L’amie y’O, n’ayons garde d’oublier son O initial et final.

Origine du monde, il se porte rouge sang dans Histoire d’O. Ici « page blanche » qui attend l‘ensemencement par l’écriture, c’est un souverain « = Zéro » de fin du monde. La belle Catherine est la grande faucheuse de toute chose. Elle en révèle la vanité. Elle en fait un bibelot qu’elle abolit aussitôt, le réduisant à l’inanité sonore qui, « dans la beauté du jour naissant », s’évapore. Au moment topique de son expérience, le « Es gibt» est celui de la paix – non pas « la paix du soir », analysée par Lacan, mais la répétition apaisée du même jour et de la même nuit, dans le néant de tout appel comme de tout souci. Au plus profond de cette expérience qui est douce, et dont le charme prégnant se communique au lecteur comme un parfum, seul le vide, acquiesçant à tout, d’un horizon dépeuplé de tout parlêtre, et de Catherine elle-même, s’avère assez consistant pour enclore la jouissance infinie d’un être asymptotique à se confondre avec la pureté du non-être.

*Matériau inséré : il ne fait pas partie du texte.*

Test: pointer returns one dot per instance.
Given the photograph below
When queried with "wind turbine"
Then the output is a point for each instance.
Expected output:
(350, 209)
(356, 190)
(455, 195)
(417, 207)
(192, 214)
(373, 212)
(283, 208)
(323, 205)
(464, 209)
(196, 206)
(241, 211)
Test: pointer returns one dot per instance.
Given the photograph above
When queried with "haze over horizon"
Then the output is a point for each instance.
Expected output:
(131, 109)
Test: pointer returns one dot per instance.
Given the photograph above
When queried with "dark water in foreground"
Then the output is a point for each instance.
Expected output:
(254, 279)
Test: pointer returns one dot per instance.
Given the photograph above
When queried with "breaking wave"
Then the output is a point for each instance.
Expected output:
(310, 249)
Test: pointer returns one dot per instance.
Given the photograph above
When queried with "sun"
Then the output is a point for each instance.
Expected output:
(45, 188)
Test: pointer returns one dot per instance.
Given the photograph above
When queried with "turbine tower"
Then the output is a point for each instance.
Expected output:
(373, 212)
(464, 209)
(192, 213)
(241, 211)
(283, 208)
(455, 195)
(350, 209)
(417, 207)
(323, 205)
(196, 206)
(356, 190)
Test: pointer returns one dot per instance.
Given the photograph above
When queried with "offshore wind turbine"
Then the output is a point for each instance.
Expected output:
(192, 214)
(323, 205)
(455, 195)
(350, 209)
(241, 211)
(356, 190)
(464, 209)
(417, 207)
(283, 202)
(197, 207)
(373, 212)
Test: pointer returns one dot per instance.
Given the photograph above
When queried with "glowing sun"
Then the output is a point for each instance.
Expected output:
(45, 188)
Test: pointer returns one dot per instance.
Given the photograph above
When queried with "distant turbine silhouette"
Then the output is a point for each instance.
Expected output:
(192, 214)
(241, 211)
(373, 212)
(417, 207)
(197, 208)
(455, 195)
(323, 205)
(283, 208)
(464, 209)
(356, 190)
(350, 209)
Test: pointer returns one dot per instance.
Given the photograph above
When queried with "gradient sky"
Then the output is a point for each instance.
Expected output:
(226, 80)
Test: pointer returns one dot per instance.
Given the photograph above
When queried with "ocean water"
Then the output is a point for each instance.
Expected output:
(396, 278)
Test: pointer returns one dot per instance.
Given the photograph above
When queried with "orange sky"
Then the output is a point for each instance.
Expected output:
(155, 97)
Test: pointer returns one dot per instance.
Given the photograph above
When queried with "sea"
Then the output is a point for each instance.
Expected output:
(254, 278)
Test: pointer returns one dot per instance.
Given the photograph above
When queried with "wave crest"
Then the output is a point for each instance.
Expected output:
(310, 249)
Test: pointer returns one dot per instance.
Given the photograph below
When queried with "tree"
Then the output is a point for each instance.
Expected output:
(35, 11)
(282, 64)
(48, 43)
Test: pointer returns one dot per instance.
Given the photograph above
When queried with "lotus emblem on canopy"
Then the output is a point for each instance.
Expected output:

Mysticisme, il est arrivé à l’auteure de prononcer ce mot, mais mysticisme sans acmé, sans le bavardage du « lieu de l’Autre », sans autre partenaire du sujet que sa propre solitude personnifiée, déifiée – O Solitude.

Les Anglais parlent du style mock-heroïc de Dryden et de Pope. Forgeons ici l’expression de cool-mystic pour désigner cette expérience et ce style sans exemple dans aucune littérature d’aucun temps, mais  qui auront peut-être des émules. Car, de cool-mystic amoureuse de sa solitude, j’en connais au moins une, mais elle lit Pascal, et se refuse à écrire. Ce livre, cette recension, pourraient la déclencher.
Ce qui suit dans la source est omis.